If you’re selling a tenanted property, clear, timely communication is critical.
The sale process is likely to be stressful to your tenant, especially if there’s any doubt about whether they can stay at the property after the sale. Remember that your tenant has a tenancy agreement that gives them the right to live in the house. You can help make the process less stressful by making sure everyone knows what's happening at every step.
You might consider reducing the rent during the sale period to recognise the inconvenience. A good relationship with your tenant will be helpful later when you discuss access to the property for photography and viewings.
It’s essential to let your tenant know at the beginning of the process, so they are aware of their rights and responsibilities – you must advise them in writing. Consider delivering the letter to your tenant in person so you can talk about the sale and access to the property.

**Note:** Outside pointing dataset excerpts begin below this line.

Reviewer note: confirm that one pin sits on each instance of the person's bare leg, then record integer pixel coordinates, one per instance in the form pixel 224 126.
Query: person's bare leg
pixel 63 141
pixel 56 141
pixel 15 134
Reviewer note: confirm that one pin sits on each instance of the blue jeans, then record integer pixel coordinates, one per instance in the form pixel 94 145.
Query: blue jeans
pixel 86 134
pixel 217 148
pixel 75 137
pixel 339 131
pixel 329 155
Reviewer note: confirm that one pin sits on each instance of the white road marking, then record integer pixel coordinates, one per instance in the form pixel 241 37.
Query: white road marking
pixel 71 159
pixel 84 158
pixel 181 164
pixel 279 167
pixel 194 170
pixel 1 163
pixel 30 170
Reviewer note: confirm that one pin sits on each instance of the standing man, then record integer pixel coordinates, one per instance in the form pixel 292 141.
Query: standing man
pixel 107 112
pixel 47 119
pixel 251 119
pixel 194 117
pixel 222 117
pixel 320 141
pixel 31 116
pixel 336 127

You and your real estate agent, if you have one, need permission from the tenant to access the house for photography, valuation, a building inspection, open homes and viewings. You also need permission from the tenant before publishing marketing that includes any photos of their possessions. When you have agreed to times and dates for access, it’s important to put the schedule in writing and sign it together with the tenant and real estate agent.
Your tenants can’t unreasonably refuse access, but they can set conditions about access to the property. They can limit access to specific times and days, and they can ask to be present at open homes – it is also within their rights to refuse open homes at the property.

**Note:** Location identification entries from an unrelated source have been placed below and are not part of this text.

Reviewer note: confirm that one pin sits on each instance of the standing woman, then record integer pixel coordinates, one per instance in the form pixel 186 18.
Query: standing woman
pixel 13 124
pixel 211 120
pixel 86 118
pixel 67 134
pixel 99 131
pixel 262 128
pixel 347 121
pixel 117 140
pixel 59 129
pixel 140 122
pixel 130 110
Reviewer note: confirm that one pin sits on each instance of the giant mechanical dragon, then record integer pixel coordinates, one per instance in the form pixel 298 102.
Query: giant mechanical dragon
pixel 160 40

When the property has been sold, you must tell the tenant the name of the new owner and when they will take over the property. You must also give the new owner a copy of the tenancy agreement.
Different rules apply when a rented property is sold by mortgagee sale. Read more at Tenancy Services.
If the buyer wants the tenant to stay, the agreement for sale and purchase should specify this. The new owner, or their property management company, becomes the landlord.
If the tenant is staying and the buyer requests a pre-settlement inspection, all parties, including the tenant must first agree to the inspection.
You can collect rent until settlement day. If your tenant has paid rent in advance, you will need to pass this on to the buyer.
If Tenancy Services hold the bond, you and the new owner must complete and return the Tenancy Services Change of landlord or agent form. If you hold the bond and pass it on to the new owner, you will not be able to make any claim on the property after settlement.
Periodic tenancy: If the buyer doesn’t want the tenant to stay on and wants them to leave before settlement, it is your responsibility to give your tenant at least 42 days’ written notice to end the periodic tenancy so the house will be empty for the buyer.
Fixed-term lease: If settlement occurs during the term of the lease, the property must be sold with the tenancy and tenants in place. The buyer then becomes the new landlord for the rest of the fixed-term. You may be able to sell the property empty if the tenant agrees, in writing, to end the fixed-term early. Tenancy Services has more information about ending a fixed-term early here.
If the tenancy ends before or on settlement day, the buyer has the right to a pre-settlement inspection. The tenant must agree to the inspection and you must give them reasonable notice.
Selling a property can be stressful for all parties. The best approach is excellent communication with your tenant and an agreed plan that works for both of you. It’s likely you both want the same thing – a smooth process and clarity for your tenants about their home.